Parker addressed a legislative panel Tuesday about a comptroller’s audit that mainly focused on Trousdale Turner Correctional Center’s staffing woes, including a shortage of correctional officers. The audit last month also said much of the staffing information needed to monitor what’s happening behind bars is riddled with errors or hadn’t been shared with the state.
The panel voted to reauthorize the Department of Correction for a year Tuesday, a run-of-the-mill procedure that lawmakers delayed for a month so they could dive further into the audit of Nashville-based CoreCivic, formerly Corrections Corporation of America.
“We may not have taken action when we should have in some cases,” Parker told reporters. “But again, going forward, it’s clear that they have a contractual obligation to follow, and the department is committed to making sure they meet those obligations.”
The state has fined Trousdale, but not for the staffing shortcomings. Parker said a $43,750 penalty against Trousdale in May over problems counting inmates shows that if a prison doesn’t have good count procedures, it could create an immediate security threat.
Even so, some lawmakers considered the level of that fine minuscule, given the hundreds of millions of dollars tied into CoreCivic’s contracts in Tennessee.
Sen. Kerry Roberts, R-Springfield, said if CoreCivic breaches its contract, the state should “throw the book at them.”
Rep. Bo Mitchell, D-Nashville, agreed.
“$43,000 is not even a parking ticket to these folks,” Mitchell said. “You’re not going to get their attention with $43,000.”
Trousdale’s Warden, Rusty Washburn, gave lawmakers some explanations for the short staffing.
He said low unemployment in Trousdale County and lack of housing make it tough to recruit workers. He also noted that CoreCivic has begun offering pay increases, bonuses and other new recruitment incentives at the nearly two-year-old rural prison with 2,461 male inmates.
The audit says 44 critical job posts at Trousdale were unstaffed on three different days in three months. Still more unfilled critical posts might have been found, the audit states, if Trousdale had turned over more than only about half of the signed staffing rosters requested by the state.
Washburn said those unfinished documents included initial staff assignments, but just weren’t updated to show that people were ultimately stationed where they assigned or are moved elsewhere due to an emergency, for example.
Washburn said 90 percent of the missing, filled-out reports have since been sent to the state.
Additionally, he said some posts that were deemed critical did not need to filled around the clock, and those workers could be moved elsewhere throughout the day. The prison has better identified which ones always need to be staffed, he said.

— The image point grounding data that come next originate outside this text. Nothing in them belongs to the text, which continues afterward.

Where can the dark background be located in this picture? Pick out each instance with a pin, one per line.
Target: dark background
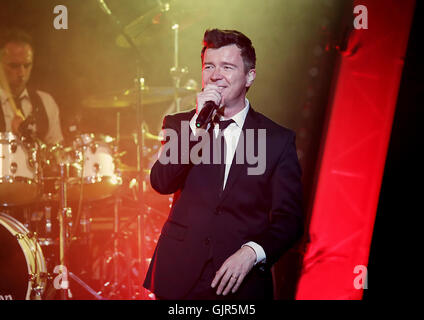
(393, 265)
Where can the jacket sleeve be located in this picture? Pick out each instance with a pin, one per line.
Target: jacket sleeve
(169, 172)
(286, 216)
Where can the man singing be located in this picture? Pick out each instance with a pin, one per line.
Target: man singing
(227, 225)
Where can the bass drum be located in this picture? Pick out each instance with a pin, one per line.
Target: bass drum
(23, 272)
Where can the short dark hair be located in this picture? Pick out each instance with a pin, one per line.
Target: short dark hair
(217, 38)
(15, 35)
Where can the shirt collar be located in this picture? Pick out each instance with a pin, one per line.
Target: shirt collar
(4, 98)
(240, 117)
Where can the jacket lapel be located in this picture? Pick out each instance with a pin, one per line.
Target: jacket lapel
(237, 169)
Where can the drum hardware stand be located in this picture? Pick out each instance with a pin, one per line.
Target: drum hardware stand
(65, 224)
(175, 71)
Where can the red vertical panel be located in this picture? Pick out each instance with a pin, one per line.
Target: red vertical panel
(354, 152)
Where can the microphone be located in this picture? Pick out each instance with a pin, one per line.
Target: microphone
(205, 115)
(104, 7)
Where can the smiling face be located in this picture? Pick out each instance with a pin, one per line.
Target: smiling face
(17, 61)
(225, 68)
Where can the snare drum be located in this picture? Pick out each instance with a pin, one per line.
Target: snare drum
(18, 170)
(23, 272)
(94, 167)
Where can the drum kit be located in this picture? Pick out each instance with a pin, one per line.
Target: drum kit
(50, 193)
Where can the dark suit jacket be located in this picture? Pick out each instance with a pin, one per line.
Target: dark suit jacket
(203, 225)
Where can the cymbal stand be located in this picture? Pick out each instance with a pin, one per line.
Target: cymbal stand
(175, 71)
(65, 226)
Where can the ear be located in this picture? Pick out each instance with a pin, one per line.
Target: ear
(250, 77)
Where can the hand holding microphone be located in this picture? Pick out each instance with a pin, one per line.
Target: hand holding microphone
(208, 101)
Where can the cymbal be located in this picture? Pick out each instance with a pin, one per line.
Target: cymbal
(124, 168)
(157, 23)
(127, 98)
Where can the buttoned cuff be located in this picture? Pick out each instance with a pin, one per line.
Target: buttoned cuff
(260, 253)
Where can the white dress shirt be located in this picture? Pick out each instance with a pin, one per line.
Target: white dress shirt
(231, 137)
(54, 133)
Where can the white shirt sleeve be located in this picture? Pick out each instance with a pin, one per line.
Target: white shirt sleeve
(260, 253)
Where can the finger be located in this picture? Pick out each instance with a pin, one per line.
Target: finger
(231, 283)
(218, 276)
(223, 282)
(238, 283)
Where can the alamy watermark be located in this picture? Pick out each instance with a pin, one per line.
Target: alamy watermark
(361, 280)
(177, 148)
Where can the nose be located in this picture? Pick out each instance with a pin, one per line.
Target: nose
(216, 75)
(21, 70)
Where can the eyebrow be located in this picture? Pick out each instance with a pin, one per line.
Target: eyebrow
(224, 63)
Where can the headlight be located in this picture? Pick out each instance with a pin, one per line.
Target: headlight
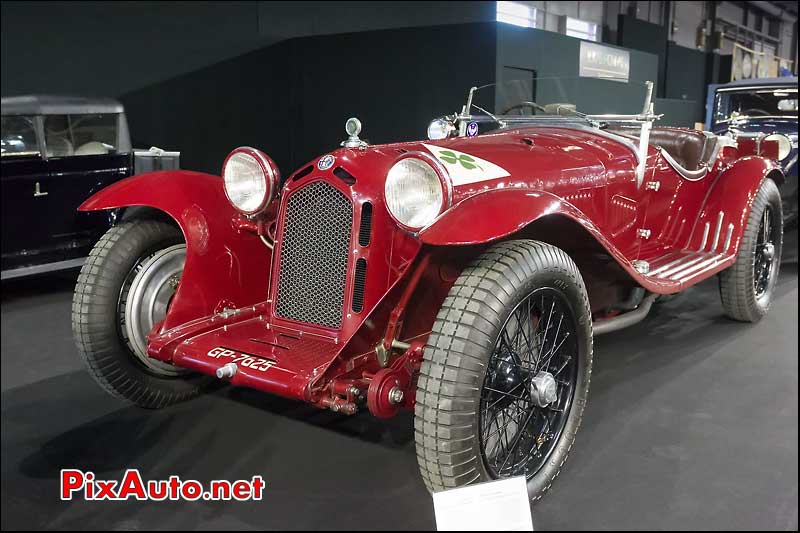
(417, 190)
(440, 129)
(251, 179)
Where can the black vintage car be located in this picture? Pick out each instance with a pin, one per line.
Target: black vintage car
(56, 152)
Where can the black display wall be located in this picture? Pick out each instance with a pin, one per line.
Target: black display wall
(292, 99)
(686, 79)
(647, 37)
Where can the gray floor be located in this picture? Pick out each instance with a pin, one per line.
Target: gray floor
(691, 423)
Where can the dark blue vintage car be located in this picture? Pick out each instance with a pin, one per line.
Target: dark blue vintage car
(56, 152)
(760, 109)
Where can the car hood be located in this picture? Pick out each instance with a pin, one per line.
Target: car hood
(542, 158)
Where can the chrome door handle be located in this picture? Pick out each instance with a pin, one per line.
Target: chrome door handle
(38, 191)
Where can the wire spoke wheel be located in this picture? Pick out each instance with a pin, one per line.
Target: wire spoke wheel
(529, 385)
(764, 254)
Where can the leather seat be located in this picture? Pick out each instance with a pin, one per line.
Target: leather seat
(690, 149)
(687, 147)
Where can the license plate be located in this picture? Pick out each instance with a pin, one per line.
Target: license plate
(253, 362)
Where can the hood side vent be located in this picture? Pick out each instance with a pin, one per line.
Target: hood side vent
(365, 228)
(359, 280)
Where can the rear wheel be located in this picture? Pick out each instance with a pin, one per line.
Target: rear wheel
(125, 288)
(506, 372)
(746, 287)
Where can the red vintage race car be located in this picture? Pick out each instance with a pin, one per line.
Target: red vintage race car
(462, 277)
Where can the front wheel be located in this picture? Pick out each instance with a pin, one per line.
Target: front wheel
(746, 287)
(125, 288)
(505, 375)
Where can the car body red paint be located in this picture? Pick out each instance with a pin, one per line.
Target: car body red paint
(572, 186)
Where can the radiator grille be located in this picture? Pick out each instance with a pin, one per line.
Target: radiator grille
(314, 252)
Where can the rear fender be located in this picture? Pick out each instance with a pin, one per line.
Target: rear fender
(225, 267)
(729, 202)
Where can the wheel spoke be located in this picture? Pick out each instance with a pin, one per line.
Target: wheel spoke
(517, 434)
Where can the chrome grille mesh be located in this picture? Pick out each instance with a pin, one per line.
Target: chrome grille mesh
(314, 251)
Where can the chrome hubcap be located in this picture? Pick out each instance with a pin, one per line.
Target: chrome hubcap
(148, 298)
(764, 261)
(543, 389)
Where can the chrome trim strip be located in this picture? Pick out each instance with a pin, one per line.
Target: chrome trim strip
(683, 266)
(721, 259)
(668, 265)
(602, 133)
(790, 164)
(705, 237)
(700, 267)
(41, 269)
(716, 231)
(728, 238)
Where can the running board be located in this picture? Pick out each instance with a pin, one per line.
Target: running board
(684, 265)
(626, 319)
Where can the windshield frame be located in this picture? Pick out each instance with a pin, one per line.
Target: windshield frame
(644, 119)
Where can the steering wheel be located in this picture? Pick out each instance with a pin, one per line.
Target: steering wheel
(524, 104)
(755, 111)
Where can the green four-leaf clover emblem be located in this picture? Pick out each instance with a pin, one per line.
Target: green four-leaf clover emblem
(466, 161)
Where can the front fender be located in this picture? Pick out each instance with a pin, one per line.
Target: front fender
(225, 267)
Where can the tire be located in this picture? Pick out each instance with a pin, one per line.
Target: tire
(741, 299)
(451, 414)
(98, 324)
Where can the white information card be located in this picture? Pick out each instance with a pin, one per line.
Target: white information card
(494, 506)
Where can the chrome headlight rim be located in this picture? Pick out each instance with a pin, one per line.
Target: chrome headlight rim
(270, 175)
(447, 126)
(444, 181)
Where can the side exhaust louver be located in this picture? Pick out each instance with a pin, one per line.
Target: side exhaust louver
(359, 280)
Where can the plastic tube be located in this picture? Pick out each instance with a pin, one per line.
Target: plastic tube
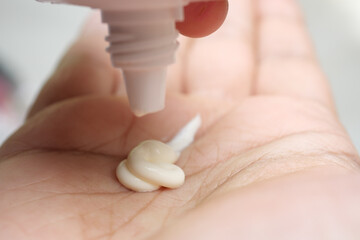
(142, 38)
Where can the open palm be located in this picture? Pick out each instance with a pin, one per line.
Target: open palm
(270, 161)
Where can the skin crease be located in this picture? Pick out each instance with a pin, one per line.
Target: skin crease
(271, 161)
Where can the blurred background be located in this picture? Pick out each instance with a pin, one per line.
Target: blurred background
(33, 37)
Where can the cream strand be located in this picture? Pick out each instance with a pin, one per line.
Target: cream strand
(151, 164)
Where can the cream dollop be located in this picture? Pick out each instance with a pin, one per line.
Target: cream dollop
(151, 164)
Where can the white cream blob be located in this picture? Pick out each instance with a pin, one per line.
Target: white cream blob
(151, 164)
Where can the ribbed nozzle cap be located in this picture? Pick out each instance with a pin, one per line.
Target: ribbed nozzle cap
(146, 90)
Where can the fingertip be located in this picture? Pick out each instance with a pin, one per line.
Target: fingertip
(203, 18)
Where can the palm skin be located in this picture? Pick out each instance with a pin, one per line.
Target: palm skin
(271, 160)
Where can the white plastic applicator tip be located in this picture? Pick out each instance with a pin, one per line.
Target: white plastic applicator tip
(146, 90)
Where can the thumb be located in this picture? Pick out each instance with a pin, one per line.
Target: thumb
(203, 18)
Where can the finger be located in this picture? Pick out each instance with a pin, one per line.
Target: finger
(84, 70)
(203, 18)
(222, 65)
(288, 64)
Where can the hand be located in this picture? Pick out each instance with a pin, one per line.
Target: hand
(271, 161)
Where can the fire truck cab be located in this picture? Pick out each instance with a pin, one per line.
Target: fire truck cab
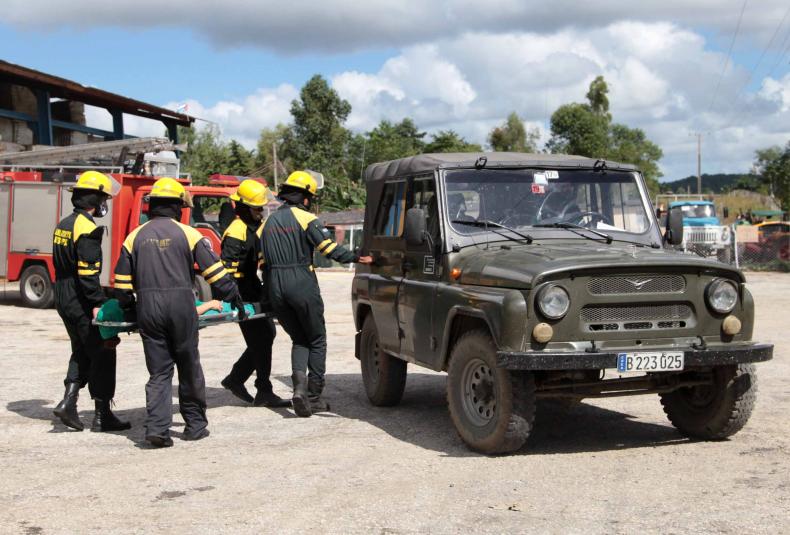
(31, 206)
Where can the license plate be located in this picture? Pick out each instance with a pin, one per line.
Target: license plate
(652, 361)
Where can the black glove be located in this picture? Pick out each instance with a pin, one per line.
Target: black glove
(238, 304)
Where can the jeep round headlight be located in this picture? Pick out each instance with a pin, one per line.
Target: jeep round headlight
(722, 295)
(553, 301)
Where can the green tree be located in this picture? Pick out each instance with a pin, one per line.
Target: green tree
(264, 158)
(513, 136)
(773, 167)
(450, 141)
(587, 130)
(319, 141)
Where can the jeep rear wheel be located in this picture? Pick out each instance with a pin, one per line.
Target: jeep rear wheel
(715, 411)
(493, 409)
(384, 376)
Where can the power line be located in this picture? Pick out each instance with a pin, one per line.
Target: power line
(727, 60)
(740, 109)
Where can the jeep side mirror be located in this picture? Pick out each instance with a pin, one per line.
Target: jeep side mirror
(674, 229)
(414, 228)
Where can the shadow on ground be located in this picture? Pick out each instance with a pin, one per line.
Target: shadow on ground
(41, 409)
(422, 419)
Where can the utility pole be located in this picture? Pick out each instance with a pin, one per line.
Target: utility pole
(698, 135)
(274, 156)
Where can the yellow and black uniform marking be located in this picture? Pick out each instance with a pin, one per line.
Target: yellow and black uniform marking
(241, 254)
(76, 253)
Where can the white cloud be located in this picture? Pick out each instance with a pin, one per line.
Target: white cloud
(661, 78)
(345, 25)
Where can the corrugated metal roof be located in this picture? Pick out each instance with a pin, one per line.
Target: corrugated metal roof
(70, 90)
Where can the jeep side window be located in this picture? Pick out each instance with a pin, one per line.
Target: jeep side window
(392, 211)
(425, 198)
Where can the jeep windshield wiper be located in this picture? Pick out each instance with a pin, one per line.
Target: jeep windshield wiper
(486, 223)
(574, 226)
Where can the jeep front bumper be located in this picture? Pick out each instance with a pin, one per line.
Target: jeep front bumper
(599, 360)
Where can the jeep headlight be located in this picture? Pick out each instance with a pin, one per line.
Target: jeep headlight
(553, 301)
(722, 295)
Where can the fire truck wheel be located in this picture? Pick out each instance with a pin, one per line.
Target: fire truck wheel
(35, 287)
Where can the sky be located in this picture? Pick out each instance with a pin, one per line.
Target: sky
(674, 68)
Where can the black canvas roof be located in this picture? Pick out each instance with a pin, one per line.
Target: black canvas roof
(425, 163)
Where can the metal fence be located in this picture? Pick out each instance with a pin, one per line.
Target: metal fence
(746, 247)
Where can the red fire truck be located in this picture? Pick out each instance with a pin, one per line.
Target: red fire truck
(31, 206)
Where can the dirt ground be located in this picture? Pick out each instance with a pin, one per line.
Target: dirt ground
(610, 466)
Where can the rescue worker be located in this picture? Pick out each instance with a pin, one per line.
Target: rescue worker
(290, 236)
(77, 256)
(157, 262)
(241, 248)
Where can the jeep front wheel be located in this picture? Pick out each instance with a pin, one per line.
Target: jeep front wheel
(493, 409)
(384, 376)
(715, 411)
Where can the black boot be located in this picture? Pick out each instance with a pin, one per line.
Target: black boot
(264, 397)
(300, 400)
(237, 389)
(315, 387)
(105, 420)
(66, 410)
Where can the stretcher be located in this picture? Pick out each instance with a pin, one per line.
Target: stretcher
(112, 320)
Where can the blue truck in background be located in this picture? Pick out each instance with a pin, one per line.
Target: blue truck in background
(703, 232)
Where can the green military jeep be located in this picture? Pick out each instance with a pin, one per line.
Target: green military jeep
(545, 276)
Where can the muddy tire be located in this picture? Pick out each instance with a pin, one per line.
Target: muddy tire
(493, 409)
(384, 376)
(717, 411)
(35, 287)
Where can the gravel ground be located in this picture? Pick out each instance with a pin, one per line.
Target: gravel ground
(606, 466)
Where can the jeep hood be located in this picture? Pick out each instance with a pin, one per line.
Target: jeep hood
(522, 266)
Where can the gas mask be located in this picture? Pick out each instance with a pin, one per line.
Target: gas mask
(101, 208)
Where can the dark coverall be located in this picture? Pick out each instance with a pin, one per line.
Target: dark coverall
(289, 237)
(157, 262)
(77, 256)
(241, 252)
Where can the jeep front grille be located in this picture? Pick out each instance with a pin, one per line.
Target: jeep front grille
(636, 284)
(635, 317)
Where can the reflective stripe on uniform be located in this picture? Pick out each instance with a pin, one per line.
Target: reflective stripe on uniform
(222, 272)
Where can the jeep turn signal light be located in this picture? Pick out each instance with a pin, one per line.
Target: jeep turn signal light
(542, 333)
(731, 325)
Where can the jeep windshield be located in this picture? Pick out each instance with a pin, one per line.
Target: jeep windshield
(547, 201)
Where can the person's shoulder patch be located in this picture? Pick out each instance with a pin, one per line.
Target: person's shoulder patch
(128, 243)
(237, 229)
(82, 225)
(303, 217)
(193, 235)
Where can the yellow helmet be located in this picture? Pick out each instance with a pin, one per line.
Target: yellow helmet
(302, 180)
(252, 193)
(95, 181)
(170, 188)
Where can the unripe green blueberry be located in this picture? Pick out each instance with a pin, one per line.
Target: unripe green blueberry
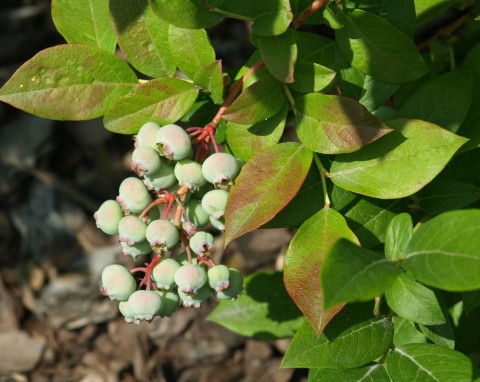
(235, 286)
(162, 179)
(145, 160)
(146, 135)
(196, 214)
(108, 216)
(214, 203)
(164, 273)
(189, 174)
(220, 168)
(218, 223)
(218, 277)
(145, 304)
(183, 259)
(162, 235)
(127, 312)
(139, 249)
(190, 278)
(131, 230)
(117, 282)
(173, 142)
(201, 243)
(170, 301)
(195, 300)
(133, 195)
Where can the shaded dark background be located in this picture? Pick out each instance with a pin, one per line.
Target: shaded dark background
(54, 324)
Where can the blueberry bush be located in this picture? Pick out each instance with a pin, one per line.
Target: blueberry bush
(354, 122)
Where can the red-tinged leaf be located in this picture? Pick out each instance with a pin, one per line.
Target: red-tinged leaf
(304, 260)
(265, 185)
(69, 82)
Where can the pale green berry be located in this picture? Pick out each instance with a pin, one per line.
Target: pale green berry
(145, 304)
(164, 273)
(145, 161)
(108, 216)
(214, 203)
(220, 168)
(173, 142)
(218, 277)
(146, 135)
(189, 174)
(117, 282)
(133, 195)
(190, 278)
(195, 300)
(131, 230)
(139, 249)
(235, 286)
(162, 235)
(170, 301)
(163, 179)
(201, 243)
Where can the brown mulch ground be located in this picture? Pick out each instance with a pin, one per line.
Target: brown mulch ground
(54, 324)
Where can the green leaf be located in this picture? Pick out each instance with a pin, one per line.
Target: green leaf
(308, 201)
(331, 124)
(369, 219)
(84, 22)
(413, 301)
(190, 48)
(68, 82)
(304, 261)
(352, 273)
(210, 77)
(311, 77)
(427, 362)
(279, 53)
(444, 100)
(272, 17)
(246, 141)
(260, 101)
(375, 47)
(374, 373)
(135, 22)
(406, 333)
(369, 170)
(398, 235)
(444, 253)
(445, 194)
(193, 14)
(164, 100)
(263, 311)
(352, 339)
(267, 182)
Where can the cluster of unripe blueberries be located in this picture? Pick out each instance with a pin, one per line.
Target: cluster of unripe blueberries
(169, 180)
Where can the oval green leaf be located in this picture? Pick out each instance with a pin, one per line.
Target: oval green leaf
(415, 152)
(192, 14)
(331, 124)
(375, 47)
(263, 311)
(428, 363)
(304, 261)
(84, 22)
(267, 182)
(414, 302)
(444, 252)
(279, 53)
(135, 22)
(69, 82)
(164, 100)
(352, 273)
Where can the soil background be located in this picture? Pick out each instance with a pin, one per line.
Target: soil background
(54, 323)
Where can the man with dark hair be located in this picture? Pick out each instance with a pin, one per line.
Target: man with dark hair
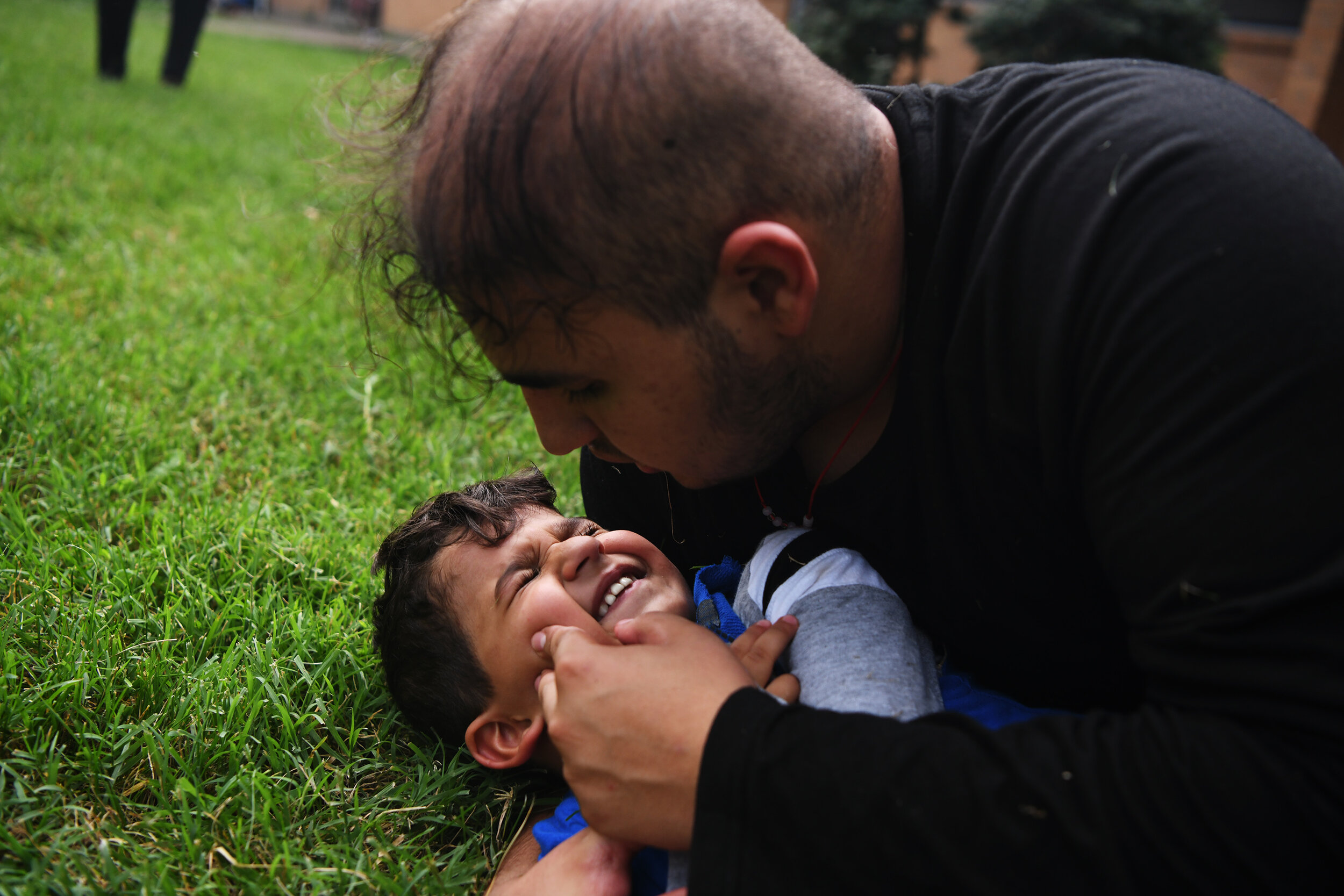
(1061, 350)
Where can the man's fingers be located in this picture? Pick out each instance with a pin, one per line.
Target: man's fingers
(772, 642)
(552, 640)
(785, 688)
(547, 692)
(745, 641)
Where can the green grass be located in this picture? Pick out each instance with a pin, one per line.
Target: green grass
(197, 461)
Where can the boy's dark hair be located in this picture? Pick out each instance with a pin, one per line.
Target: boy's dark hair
(432, 669)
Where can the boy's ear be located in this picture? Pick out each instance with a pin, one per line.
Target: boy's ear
(499, 741)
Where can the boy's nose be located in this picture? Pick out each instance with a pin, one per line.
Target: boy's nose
(576, 555)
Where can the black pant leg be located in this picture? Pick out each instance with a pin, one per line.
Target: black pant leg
(113, 34)
(187, 18)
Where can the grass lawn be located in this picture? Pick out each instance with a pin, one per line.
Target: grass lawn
(197, 462)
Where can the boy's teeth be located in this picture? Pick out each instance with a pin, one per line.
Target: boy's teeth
(613, 593)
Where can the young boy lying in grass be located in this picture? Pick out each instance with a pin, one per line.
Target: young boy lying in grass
(474, 575)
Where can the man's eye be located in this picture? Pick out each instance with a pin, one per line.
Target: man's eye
(589, 391)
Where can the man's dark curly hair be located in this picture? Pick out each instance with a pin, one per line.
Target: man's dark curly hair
(432, 669)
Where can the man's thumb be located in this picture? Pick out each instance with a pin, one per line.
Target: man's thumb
(550, 641)
(651, 628)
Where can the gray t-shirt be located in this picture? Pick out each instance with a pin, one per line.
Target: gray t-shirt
(856, 649)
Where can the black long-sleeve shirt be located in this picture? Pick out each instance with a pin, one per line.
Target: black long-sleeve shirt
(1112, 483)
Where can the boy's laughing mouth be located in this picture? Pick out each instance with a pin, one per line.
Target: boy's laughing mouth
(614, 586)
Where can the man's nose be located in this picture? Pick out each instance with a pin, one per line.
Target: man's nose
(558, 425)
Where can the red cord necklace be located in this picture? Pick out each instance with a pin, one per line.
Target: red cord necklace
(807, 521)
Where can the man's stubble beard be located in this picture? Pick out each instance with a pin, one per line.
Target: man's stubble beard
(756, 410)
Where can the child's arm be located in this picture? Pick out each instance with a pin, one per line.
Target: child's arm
(587, 864)
(856, 649)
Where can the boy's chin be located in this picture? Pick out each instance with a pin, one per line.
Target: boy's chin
(620, 613)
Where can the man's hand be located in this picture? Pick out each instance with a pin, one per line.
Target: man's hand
(587, 864)
(631, 723)
(760, 647)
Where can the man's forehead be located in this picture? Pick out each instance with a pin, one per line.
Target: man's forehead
(544, 351)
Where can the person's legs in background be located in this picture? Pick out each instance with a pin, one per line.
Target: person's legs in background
(187, 18)
(113, 34)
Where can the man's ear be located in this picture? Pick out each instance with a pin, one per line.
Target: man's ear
(767, 277)
(499, 741)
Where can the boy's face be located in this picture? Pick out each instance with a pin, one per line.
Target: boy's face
(553, 571)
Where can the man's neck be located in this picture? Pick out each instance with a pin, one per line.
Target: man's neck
(862, 328)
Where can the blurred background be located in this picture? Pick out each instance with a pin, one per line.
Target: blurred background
(1288, 52)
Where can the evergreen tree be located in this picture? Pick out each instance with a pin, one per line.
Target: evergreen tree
(863, 39)
(1181, 31)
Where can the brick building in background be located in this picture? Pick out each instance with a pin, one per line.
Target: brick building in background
(1289, 52)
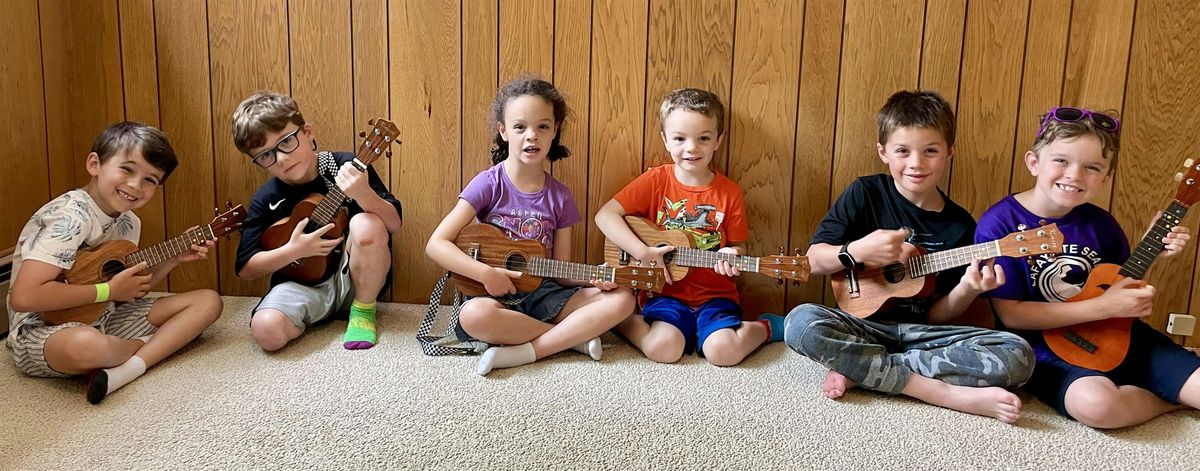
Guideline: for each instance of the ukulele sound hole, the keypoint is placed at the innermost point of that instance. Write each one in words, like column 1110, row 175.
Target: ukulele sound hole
column 515, row 262
column 894, row 273
column 111, row 269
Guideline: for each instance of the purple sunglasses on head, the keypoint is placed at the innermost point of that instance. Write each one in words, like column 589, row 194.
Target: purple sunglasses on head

More than a half-dozen former Trousdale inmates and families, workers and others who spoke Tuesday weren’t satisfied with the explanations by CoreCivic and the state. They told lawmakers that the facility was dangerous for inmates and officers, sharing a variety of stories.
Ashley Dixon, a former correctional officer at Trousdale, said she witnessed two deaths: a 25-year-old diabetic inmate who was in pain for days and sometimes wasn’t getting his shots, despite Dixon’s pleas to nurses; and a man swallowed 100 blood pressure pills in an attempted suicide, but wasn’t given charcoal to make him throw them up.
“At CoreCivic, there’s a pervasive culture of concealing the truth to protect the company,” Dixon said.
CoreCivic spokesman Jonathan Burns said the company is looking into Dixon’s allegations.
“It would be premature to comment until we’ve had an opportunity to review these issues,” Burns said.